[RFC] Module Flags Metadata

Hello,

This is a proposal for implementing "module flags". Please take a look at this and give any feedback you may have.

Thanks!
-bw

                         Module Flags Metadata

Information about the module as a whole is difficult to convey to LLVM's
subsystems. The LLVM IR isn't sufficient to transmit this information. One
should instead use the llvm.module.flags named metadata. These flags are in the
form of a key / value pair -- much like a dictionary -- making it easy for any
subsystem who cares about a flag to look it up.

The llvm.module.flags metadata contains a list of metadata triplets. Each
triplet has the following form:

  - The first element is a "behavior" flag, which specifies the behavior when
    two (or more) modules are merged together, and it encounters two (or more)
    metadata with the same ID. The supported behaviors are described below.

  - The second element is a metadata string that is a unique ID for the
    metadata. How each ID is interpreted is documented below.

  - The third element is the value of the metadata.

When two (or more) modules are merged together, the resulting llvm.module.flags
metadata is the union of the modules' llvm.module.flags metadata. The only
exception being a flag with the 'Override' behavior, which may override another
flag's value (see below).

The following behavior flags are supported:

   Value Behavior
   ----- --------
     1 Error
                  Emits an error if two values disagree.

     2 Warning
                  Emits a warning if two values disagree.

     3 Require

                  Emits an error when the specified value is not present or
                  doesn't have the specified value. It is an error for two (or
                  more) llvm.module.flags with the same ID to have the Require
                  behavior but different values. There may be multiple Require
                  flags per ID.

     4 Override
                  Uses the specified value if the two values disagree. It is an
                  error for two (or more) llvm.module.flags with the same ID to
                  have the Override behavior but different values.

An example of module flags:

  !0 = metadata !{ i32 1, metadata !"foo", i32 1 }
  !1 = metadata !{ i32 4, metadata !"bar", i32 37 }
  !2 = metadata !{ i32 2, metadata !"qux", i32 42 }
  !3 = metadata !{ i32 3, metadata !"qux",
    metadata !{
      metadata !"foo", i32 1
    }
  }
  !llvm.module.flags = !{ !0, !1, !2, !3 }

- Metadata !0 has the ID !"foo" and the value '1'. The behavior if two or more
  !"foo" flags are seen is to emit an error if their values are not equal.

- Metadata !1 has the ID !"bar" and the value '37'. The behavior if two or more
  !"bar" flags are seen is to use the value '37' if their values are not equal.

- Metadata !2 has the ID !"qux" and the value '42'. The behavior if two or more
  !"qux" flags are seen is to emit a warning if their values are not equal.

- Metadata !3 has the ID !"qux" and the value:

           metadata !{ metadata !"foo", i32 1 }

  The behavior is to emit an error if the llvm.module.flags does not contain a
  flag with the ID !"foo" that has the value '1'. If two or more !"qux" flags
  exist, then they must have the same value or an error will be issued.

Objective-C Metadata

To clarify, the "Objective-C Metadata" section is meant to act as an example implementation of the module flags metadata. (It was the impetus for me to start on this project.) In the LangRef.html document, it would be documented as a subsection of the Module Flags Metadata section.

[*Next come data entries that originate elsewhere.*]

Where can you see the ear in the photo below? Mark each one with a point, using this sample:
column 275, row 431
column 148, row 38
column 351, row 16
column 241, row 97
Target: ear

Similarly, additional uses (e.g., OpenCL) would be carefully documented in LangRef.html so that the semantics of the flags are clear.

-bw

Could you expand on likely uses other than ObjC? For example, should
float ABI (soft/softfp/hard) be conveyed via this mechanism?

deep

Hi Sandeep,

ObjC is the first place that I will use it, of course (we need it to fix LTO). Other uses will come along later. (I don't know enough about the float ABI issues to say whether they should be done via module flags or not.) The OpenCL people have a need for named metadata for their stuff. I would hope that module flags would be a good fit for that, but that remains to be seen. But in general, any information which affects the module as a whole could use this feature. ObjC metadata is just an obvious first step. :slight_smile:

-bw

Hi Bill,

For the GNU runtimes, this metadata is stored in the module structure in each compilation unit, and uses a different set of flags. Do you have any plans for this to be generic, or is it intended just for Darwin?

David

Hi David,

This should be generic as is. :slight_smile:

-bw

I guess more to the point, the implementation of module flags is generic. However, it can be specific to a submodule or runtime. So the flags I introduced here are for Mach-O. I don't know enough about the GNU runtime to say whether they can be used for that as well. If not, we can either expand the flags or create new ones.

-bw

Hi Bill,

This is a proposal for implementing "module flags". Please take a look at this and give any feedback you may have.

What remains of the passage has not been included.